May 4, 2023

Earnings at Coca-Cola exceeded expectations due to price increases and increased demand.

On Monday, Coca-Cola released quarterly earnings and sales that above analysts’ estimates thanks to price increases and increased demand for its beverages.

Coke’s net income for the first quarter was $3.11 billion, or 72 cents per share, up from $2.78 billion, or 64 cents per share, in the same period last year.

The beverage giant earned 68 cents a share after subtracting restructuring costs, some tax-related issues, and other items. Up 5% to $10.98 billion, net sales. Increased pricing for Coke’s beverages were a major factor in the organic revenue growth of 12% in the quarter, which excludes the effects of acquisitions and divestitures.
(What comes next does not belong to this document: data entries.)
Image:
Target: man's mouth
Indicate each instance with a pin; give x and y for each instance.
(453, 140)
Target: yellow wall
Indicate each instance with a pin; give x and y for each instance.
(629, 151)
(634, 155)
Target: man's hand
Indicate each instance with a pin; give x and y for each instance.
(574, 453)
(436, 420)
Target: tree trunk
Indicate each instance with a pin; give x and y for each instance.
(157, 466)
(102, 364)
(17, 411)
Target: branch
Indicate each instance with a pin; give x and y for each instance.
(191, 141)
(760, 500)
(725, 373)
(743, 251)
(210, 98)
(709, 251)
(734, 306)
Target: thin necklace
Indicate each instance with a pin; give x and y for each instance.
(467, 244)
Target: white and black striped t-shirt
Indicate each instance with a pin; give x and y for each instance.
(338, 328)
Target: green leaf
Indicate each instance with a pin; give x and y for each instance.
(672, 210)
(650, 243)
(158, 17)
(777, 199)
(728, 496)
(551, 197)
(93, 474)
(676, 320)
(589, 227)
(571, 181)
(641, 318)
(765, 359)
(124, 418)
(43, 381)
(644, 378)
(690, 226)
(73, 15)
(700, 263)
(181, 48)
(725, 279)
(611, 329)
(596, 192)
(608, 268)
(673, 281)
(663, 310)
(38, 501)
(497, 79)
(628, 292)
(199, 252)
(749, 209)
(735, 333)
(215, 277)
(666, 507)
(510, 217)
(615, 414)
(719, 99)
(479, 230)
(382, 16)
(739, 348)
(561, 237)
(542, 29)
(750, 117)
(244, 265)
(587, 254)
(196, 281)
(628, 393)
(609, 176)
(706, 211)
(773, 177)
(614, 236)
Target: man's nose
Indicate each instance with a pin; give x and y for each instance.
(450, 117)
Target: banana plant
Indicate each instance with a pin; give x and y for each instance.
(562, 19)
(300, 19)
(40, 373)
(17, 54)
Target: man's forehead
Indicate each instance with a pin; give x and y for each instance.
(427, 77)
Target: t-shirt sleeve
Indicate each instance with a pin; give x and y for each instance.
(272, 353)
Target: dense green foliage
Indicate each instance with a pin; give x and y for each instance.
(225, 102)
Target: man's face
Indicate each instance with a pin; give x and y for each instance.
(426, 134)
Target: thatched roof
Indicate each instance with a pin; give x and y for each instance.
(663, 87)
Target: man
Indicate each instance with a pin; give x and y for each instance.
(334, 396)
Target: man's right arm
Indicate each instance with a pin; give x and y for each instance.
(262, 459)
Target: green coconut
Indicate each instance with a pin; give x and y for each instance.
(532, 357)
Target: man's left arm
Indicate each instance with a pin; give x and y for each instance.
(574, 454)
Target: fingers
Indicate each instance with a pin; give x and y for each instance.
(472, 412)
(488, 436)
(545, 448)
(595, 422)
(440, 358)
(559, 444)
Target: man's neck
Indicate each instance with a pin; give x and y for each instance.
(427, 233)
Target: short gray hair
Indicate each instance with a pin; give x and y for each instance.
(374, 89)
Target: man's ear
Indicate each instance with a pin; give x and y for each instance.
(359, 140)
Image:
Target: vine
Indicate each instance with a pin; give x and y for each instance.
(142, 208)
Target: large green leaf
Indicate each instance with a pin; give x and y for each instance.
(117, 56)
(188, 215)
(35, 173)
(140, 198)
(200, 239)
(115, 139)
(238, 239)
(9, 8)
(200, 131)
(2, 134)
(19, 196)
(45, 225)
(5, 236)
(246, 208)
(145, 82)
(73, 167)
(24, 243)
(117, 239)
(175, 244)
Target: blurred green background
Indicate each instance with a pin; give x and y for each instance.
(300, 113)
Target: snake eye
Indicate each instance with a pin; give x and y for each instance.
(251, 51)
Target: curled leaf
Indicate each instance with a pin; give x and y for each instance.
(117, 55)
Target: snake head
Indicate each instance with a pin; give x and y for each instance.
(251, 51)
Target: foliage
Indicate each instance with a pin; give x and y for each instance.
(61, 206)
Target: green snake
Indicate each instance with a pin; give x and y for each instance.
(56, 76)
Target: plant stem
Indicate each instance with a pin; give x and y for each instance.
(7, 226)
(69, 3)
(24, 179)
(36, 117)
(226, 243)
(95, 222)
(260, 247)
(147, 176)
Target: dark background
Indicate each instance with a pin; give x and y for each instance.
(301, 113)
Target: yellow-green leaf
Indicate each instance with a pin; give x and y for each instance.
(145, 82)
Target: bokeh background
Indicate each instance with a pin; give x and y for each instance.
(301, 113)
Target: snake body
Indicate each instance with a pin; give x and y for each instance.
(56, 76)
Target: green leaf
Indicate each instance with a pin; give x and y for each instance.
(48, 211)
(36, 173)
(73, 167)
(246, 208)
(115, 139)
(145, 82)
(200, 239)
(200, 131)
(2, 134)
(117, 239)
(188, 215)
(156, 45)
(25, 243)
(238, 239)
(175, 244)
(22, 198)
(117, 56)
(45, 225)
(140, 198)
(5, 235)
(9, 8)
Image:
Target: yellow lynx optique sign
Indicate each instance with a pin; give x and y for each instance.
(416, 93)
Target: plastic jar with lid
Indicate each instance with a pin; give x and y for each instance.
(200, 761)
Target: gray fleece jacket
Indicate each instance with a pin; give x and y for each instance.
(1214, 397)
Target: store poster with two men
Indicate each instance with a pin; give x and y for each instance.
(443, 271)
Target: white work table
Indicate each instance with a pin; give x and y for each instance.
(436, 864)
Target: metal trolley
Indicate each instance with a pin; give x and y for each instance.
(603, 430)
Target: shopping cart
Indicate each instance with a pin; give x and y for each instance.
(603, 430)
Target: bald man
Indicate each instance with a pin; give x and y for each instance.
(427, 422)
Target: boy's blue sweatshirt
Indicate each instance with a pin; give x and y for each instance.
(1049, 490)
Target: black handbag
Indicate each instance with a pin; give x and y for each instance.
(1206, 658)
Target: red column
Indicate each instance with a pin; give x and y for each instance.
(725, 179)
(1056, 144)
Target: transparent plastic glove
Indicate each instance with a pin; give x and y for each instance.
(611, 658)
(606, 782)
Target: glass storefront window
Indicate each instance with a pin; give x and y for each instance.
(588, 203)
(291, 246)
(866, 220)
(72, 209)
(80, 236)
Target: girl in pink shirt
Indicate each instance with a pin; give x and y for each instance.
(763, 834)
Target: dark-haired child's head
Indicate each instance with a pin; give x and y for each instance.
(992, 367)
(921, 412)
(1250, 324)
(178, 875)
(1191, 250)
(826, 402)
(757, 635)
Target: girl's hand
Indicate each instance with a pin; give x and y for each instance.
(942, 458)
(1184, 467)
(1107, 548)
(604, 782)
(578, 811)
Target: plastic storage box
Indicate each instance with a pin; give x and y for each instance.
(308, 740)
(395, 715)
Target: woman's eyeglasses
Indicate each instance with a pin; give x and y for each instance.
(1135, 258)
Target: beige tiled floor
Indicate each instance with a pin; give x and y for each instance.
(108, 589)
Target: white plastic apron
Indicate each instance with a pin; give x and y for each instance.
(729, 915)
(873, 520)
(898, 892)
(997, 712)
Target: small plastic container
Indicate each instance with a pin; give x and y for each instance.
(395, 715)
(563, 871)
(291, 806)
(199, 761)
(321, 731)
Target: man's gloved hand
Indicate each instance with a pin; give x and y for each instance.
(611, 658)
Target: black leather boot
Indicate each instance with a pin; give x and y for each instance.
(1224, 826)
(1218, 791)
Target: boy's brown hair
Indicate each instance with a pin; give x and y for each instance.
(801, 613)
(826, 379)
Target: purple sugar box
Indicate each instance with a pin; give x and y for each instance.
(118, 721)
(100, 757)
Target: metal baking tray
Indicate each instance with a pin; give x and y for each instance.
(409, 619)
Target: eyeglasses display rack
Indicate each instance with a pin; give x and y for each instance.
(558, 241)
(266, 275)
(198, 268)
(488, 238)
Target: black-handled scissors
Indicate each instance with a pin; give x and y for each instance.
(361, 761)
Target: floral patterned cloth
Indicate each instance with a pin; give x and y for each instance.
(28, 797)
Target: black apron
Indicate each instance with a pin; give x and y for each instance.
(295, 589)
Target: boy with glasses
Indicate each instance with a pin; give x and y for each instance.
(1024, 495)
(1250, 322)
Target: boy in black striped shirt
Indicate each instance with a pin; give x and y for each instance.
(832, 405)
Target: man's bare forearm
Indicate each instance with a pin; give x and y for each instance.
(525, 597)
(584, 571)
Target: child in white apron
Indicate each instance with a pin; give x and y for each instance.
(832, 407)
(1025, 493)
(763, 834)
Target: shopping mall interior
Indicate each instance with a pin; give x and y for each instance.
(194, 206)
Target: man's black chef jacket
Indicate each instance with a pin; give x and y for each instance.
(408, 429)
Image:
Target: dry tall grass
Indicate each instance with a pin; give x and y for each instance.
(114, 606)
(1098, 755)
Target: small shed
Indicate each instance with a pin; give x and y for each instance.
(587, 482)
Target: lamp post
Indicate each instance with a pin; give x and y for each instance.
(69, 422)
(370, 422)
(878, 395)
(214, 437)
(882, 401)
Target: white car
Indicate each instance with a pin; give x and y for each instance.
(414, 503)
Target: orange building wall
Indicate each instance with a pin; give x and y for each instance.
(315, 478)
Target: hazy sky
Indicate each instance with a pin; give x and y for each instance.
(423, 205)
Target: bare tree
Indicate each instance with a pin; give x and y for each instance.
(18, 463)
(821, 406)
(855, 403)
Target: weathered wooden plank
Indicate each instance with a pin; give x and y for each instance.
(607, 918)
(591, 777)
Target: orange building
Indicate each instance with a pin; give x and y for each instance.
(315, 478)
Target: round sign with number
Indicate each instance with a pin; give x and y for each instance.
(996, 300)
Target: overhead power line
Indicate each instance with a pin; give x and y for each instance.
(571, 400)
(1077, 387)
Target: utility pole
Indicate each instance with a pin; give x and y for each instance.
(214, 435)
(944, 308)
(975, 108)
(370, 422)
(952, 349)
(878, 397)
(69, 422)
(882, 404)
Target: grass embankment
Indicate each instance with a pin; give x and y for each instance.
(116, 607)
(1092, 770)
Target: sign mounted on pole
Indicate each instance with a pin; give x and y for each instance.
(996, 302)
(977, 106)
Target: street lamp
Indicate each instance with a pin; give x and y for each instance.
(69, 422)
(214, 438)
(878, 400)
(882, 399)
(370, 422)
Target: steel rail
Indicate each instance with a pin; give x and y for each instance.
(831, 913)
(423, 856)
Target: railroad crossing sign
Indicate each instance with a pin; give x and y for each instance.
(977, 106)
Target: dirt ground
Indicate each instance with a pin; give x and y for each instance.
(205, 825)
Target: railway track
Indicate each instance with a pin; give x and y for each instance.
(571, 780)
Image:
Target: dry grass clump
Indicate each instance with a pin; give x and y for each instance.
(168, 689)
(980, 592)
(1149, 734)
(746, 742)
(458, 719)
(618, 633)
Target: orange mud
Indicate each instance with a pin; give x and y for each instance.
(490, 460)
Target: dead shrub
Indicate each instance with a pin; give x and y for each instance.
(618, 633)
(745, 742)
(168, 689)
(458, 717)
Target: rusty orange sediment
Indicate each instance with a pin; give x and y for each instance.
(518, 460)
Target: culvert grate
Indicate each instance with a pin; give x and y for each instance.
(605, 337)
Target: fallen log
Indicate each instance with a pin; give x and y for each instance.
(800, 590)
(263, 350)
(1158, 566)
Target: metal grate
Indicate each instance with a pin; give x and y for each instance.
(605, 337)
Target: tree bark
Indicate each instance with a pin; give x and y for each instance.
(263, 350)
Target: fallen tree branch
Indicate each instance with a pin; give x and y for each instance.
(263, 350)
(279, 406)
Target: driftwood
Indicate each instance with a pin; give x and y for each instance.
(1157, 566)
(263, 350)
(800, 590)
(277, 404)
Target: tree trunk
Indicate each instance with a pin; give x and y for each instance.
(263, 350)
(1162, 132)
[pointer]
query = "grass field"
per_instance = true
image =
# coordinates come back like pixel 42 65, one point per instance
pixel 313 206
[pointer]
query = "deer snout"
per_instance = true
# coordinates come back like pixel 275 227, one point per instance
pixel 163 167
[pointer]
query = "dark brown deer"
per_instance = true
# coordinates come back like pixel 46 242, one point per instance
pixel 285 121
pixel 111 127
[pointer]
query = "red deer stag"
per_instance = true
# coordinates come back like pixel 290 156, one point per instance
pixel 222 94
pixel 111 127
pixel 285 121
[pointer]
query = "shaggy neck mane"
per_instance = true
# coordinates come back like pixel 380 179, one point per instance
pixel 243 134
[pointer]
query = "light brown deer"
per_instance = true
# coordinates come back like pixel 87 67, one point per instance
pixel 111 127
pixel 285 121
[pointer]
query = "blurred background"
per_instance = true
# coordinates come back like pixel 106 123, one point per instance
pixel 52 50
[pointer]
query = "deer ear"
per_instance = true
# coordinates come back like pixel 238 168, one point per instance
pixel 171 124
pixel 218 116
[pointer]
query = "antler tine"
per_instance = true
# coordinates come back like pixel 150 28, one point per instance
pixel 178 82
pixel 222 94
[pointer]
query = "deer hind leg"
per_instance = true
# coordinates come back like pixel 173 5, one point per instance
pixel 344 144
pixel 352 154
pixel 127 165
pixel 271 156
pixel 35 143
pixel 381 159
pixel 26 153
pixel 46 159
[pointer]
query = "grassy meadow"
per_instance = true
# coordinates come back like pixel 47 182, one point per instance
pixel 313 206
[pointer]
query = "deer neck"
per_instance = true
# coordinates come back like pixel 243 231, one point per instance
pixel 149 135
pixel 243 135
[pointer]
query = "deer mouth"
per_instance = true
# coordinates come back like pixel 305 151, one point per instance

The company’s unit case volume increased by 3% in the third quarter, excluding the effects of price and currency fluctuations. In contrast to Europe, the Middle East, and Africa, volume in North America decreased by 3%. However, the Asia-Pacific area and Latin America had high demand.

The volume of Coke’s effervescent soft drink unit increased by 3%. Name-brand soda had a 3% increase in volume while Coke Zero Sugar saw an 8% increase.

Strong demand for the company’s coffee and bottled water drove a 4% increase in volume for its water, sports, coffee, and tea segment. 

The volume of Coke’s coffee business climbed by 9%, while the volume of its water division increased by 5%. Coke’s juice, dairy, and plant-based drinks segment had flat volume. Bright areas, such as good sales for its Fairlife dairy brand in the United States, were countered by the suspension of its Russian company.

The business updated its earlier 2023 outlook. For 2023, it forecasts comparable earnings per share growth of 4% to 5% and organic sales growth of 7% to 8%.